No, no: I tell them little stories out of the Bible--in a nice
easy gossiping way. A quarter of an hour is my limit of time;
and, I am proud to say, some of them (mostly the women) do to a
certain extent keep awake. If you and the other ladies decide to
honor me, it is needless to say you shall have one of my grand
efforts. What will be the effect on my unfortunate flock remains
to be seen. I will have the church brushed up, and luncheon of
course at the parsonage. Beans, bacon, and beer--I haven't got
anything else in the house. Are you rich? I hope not!"

"I suspect I am quite as poor as you are, Mr. Mirabel."

"I am delighted to hear it. (More of my indiscretion!) Our
poverty is another bond between us."

Before he could enlarge on this text, the breakfast bell rang.

He gave Emily his arm, quite satisfied with the result of the
morning's talk. In speaking seriously to her on the previous
night, he had committed the mistake of speaking too soon. To
amend this false step, and to recover his position in Emily's
estimation, had been his object in view--and it had been
successfully accomplished. At the breakfast-table that morning,
the companionable clergyman was more amusing than ever.

The meal being over, the company dispersed as usual--with the one
exception of Mirabel. Without any apparent reason, he kept his
place at the table. Mr. Wyvil, the most courteous and considerate
of men, felt
it an attention due to his guest not to leave the room first.
All that he could venture to do was to give a little hint. "Have
you any plans for the morning?" he asked.

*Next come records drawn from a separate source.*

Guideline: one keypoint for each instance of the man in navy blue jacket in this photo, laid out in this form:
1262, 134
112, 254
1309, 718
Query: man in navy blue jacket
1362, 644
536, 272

"I have a plan that depends entirely on yourself," Mirabel
answered; "and I am afraid of being as indiscreet as usual, if I
mention it. Your charming daughter tells me you play on the
violin."

Modest Mr. Wyvil looked confused. "I hope you have not been
annoyed," he said; "I practice in a distant room so that nobody
may hear me."

"My dear sir, I am eager to hear you! Music is my passion; and
the violin is my favorite instrument."

Mr. Wyvil led the way to his room, positively blushing with
pleasure. Since the death of his wife he had been sadly in want
of a little encouragement. His daughters and his friends were
careful--over-careful, as he thought--of intruding on him in his
hours of practice. And, sad to say, his daughters and his friends
were, from a musical point of view, perfectly right.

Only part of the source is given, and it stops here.